Grandparents typically have more patience for slowing down to the child's pace than do busy parents.
With time on your side, you can devote your full attention to his interests. Notice what catches his eye, what makes him smile or laugh. He's giving you clues. If he enjoys rolling a particular ball, roll it with him until he is done.
One grandmother comes to mind as a great example of this. Well into her 70s, she sat on the floor with her granddaughter to play horses until the granddaughter was tired of the game. She also read countless stacks of books, brought to her one by one ? not until the grandmother was bored with the routine, but until the granddaughter was finished. That kind of devotion builds a bond and precious memories that last a lifetime.

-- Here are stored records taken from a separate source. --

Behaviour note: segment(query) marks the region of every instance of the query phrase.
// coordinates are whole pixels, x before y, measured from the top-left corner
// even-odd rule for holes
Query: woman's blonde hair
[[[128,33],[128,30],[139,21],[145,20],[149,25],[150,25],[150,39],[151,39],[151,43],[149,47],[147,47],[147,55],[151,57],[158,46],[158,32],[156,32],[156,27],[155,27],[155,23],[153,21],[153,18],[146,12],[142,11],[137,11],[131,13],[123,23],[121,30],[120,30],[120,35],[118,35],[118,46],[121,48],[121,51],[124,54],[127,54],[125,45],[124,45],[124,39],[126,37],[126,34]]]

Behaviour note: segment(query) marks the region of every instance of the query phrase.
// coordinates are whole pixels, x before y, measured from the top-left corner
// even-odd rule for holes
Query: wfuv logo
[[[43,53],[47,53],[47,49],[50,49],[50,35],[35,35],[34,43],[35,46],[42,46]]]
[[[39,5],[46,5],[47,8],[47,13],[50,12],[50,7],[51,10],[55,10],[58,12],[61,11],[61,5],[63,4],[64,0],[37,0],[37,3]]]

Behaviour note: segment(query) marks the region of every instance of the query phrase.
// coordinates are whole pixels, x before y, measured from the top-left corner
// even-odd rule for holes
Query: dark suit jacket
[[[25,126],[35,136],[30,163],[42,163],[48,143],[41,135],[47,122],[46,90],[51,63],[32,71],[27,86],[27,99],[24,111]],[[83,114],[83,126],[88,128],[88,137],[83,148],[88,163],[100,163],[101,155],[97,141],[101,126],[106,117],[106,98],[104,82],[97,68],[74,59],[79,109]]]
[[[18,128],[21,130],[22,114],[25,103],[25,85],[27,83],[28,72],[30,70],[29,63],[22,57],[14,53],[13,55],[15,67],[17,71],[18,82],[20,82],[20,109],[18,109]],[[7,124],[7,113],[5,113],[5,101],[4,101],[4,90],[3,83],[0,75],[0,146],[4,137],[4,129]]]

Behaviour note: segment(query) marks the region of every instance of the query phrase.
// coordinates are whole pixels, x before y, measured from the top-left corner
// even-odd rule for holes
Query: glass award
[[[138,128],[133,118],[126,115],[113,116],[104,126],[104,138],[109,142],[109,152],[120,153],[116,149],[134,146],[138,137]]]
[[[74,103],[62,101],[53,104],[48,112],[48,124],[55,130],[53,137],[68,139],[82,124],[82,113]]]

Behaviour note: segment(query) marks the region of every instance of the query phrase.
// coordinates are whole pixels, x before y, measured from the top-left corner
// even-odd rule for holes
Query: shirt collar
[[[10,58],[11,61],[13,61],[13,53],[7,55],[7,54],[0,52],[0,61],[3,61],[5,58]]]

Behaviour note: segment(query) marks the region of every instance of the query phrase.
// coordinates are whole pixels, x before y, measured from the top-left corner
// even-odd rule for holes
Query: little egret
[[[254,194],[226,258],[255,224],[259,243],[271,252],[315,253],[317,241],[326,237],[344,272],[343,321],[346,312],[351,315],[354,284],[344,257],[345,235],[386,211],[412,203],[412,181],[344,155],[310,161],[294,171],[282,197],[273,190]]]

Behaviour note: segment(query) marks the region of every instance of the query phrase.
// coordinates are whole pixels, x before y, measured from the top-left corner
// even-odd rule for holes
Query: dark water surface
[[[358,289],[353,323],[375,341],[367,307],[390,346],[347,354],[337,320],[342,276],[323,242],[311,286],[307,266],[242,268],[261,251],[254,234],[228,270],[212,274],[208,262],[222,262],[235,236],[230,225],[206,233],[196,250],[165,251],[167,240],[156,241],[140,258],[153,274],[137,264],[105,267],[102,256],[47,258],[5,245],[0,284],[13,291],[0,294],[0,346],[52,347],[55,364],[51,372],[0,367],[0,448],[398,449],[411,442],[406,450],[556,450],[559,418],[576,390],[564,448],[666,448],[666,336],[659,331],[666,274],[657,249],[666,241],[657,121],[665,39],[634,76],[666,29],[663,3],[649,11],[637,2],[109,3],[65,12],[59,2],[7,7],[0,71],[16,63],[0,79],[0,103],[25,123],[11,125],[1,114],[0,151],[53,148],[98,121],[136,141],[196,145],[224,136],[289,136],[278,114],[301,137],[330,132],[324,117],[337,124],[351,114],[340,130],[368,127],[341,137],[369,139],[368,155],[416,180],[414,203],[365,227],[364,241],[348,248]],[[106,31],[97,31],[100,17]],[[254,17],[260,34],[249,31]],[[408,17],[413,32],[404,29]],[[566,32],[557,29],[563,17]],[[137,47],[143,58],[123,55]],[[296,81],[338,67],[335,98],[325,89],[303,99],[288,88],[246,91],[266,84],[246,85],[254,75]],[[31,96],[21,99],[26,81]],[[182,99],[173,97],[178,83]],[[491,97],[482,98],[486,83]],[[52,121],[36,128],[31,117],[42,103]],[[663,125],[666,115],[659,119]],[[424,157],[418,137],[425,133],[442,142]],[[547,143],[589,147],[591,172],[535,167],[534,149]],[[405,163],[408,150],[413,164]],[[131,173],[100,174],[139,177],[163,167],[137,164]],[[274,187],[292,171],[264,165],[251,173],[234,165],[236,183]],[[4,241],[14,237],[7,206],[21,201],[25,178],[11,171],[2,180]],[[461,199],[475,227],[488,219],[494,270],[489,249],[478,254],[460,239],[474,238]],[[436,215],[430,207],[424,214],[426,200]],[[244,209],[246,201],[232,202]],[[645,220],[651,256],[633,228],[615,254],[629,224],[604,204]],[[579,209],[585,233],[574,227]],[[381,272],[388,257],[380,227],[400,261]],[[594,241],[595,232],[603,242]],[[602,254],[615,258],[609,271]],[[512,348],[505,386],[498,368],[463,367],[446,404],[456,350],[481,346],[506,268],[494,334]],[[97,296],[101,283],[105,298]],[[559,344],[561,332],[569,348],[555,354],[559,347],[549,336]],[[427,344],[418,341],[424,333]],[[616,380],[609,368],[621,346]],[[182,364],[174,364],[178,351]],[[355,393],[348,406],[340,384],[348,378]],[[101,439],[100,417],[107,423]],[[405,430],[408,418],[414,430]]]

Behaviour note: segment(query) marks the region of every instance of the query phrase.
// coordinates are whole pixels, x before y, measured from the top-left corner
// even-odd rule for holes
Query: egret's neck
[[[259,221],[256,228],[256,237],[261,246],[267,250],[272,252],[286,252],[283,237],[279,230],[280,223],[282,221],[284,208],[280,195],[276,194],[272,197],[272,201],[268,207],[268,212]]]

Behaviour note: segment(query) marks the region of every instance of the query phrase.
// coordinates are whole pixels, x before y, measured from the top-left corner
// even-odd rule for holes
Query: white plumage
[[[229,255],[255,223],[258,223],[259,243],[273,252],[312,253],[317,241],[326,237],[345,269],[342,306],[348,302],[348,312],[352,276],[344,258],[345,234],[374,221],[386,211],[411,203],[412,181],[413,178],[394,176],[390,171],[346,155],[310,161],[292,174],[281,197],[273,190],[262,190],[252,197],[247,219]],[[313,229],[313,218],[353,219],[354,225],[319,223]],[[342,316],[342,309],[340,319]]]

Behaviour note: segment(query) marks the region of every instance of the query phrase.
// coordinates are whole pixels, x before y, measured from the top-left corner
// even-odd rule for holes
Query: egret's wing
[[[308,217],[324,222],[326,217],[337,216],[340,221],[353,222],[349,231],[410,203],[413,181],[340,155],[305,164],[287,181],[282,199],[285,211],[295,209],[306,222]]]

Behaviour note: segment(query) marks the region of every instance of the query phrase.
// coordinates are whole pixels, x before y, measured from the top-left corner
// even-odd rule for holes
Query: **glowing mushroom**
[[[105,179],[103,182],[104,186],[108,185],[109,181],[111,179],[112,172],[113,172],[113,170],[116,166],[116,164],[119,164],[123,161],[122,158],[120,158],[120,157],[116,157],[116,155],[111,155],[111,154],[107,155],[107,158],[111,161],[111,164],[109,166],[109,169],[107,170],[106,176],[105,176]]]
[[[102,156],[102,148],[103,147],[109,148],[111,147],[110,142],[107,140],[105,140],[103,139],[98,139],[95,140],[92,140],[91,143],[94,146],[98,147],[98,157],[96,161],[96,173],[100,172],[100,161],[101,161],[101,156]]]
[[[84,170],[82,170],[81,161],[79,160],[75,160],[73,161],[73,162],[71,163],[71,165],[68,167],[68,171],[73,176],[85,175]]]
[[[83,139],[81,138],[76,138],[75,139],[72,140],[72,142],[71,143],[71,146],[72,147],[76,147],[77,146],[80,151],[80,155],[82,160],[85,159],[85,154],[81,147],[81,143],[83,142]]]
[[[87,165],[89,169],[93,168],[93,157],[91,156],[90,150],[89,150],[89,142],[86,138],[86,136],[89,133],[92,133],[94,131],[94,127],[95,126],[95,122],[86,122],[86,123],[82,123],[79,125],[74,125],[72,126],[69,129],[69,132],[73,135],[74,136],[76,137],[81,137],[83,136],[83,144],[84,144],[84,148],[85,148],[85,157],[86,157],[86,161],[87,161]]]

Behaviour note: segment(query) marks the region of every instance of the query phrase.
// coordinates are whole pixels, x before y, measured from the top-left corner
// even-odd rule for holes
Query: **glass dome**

Show your grandson the world. This doesn't have to mean trips to America, or outside your own town for that matter. Young children are fascinated with the work that goes into building bridges or digging a hole with heavy equipment. They marvel at the packages stacked inside a delivery truck, or the racks of cookies coming out of the oven at the grocery store bakery. You can build warm memories simply by taking the time together to explore the world around you.
Go to the park, camera in hand. Children love to see pictures of themselves, almost as much as grandparents love pictures of their grandchildren. Read the paper for events at your local parks, local museums and other child-friendly activities. With a little homework, you'll find concerts, art-related events and plenty of other things to do.

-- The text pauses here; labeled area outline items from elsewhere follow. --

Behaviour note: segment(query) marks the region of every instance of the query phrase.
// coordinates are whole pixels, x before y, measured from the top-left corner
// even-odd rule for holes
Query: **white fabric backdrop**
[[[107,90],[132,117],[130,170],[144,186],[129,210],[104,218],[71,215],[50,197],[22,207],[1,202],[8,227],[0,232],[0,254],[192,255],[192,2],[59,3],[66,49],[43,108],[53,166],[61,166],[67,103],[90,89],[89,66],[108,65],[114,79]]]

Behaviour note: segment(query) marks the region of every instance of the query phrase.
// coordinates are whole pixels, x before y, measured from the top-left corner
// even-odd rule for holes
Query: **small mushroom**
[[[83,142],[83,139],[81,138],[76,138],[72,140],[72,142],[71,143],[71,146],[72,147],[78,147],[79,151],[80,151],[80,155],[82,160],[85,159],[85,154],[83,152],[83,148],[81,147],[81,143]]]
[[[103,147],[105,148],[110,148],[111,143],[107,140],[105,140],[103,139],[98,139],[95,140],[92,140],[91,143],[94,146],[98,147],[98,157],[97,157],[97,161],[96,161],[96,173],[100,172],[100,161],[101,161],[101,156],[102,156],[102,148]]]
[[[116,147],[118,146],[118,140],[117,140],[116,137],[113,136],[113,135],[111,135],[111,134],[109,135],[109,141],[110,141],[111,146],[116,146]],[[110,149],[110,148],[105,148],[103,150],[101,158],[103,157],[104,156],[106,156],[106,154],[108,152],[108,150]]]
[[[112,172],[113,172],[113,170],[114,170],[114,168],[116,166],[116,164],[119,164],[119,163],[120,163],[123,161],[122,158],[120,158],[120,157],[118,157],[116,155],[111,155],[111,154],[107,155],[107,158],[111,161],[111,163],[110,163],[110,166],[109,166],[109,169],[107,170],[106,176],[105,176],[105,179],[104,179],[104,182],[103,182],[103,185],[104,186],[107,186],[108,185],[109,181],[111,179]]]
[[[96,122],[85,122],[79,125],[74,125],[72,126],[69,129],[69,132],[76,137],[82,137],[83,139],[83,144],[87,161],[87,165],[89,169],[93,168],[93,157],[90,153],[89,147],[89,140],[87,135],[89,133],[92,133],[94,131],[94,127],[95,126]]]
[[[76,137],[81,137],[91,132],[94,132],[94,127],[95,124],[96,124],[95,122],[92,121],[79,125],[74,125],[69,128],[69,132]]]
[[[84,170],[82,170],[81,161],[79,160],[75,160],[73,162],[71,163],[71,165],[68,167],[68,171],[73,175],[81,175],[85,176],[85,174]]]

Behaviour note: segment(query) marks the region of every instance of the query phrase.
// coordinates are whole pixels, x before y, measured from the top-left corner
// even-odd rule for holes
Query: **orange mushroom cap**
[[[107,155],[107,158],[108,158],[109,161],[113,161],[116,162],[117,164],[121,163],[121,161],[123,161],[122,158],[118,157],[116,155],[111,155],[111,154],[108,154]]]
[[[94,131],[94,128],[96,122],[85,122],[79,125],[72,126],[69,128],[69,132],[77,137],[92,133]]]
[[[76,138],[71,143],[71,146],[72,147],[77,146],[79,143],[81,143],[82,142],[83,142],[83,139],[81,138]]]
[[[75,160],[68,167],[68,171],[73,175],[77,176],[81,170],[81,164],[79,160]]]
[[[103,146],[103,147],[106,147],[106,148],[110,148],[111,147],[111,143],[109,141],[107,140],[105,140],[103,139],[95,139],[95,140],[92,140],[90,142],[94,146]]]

Go for a walk in your neighbourhood or on the many trails in town. Listen to what your grandson is interested in and be open to trying new things together. One activity might be a popular outing for a while, but don't force traditions. Be willing to move on.
Share your knowledge, as is appropriate for his age. Teach him to cook, work with wood or wash a car. Keep on hand some favourite toys and activities. Most importantly, share your time, encouragement and love.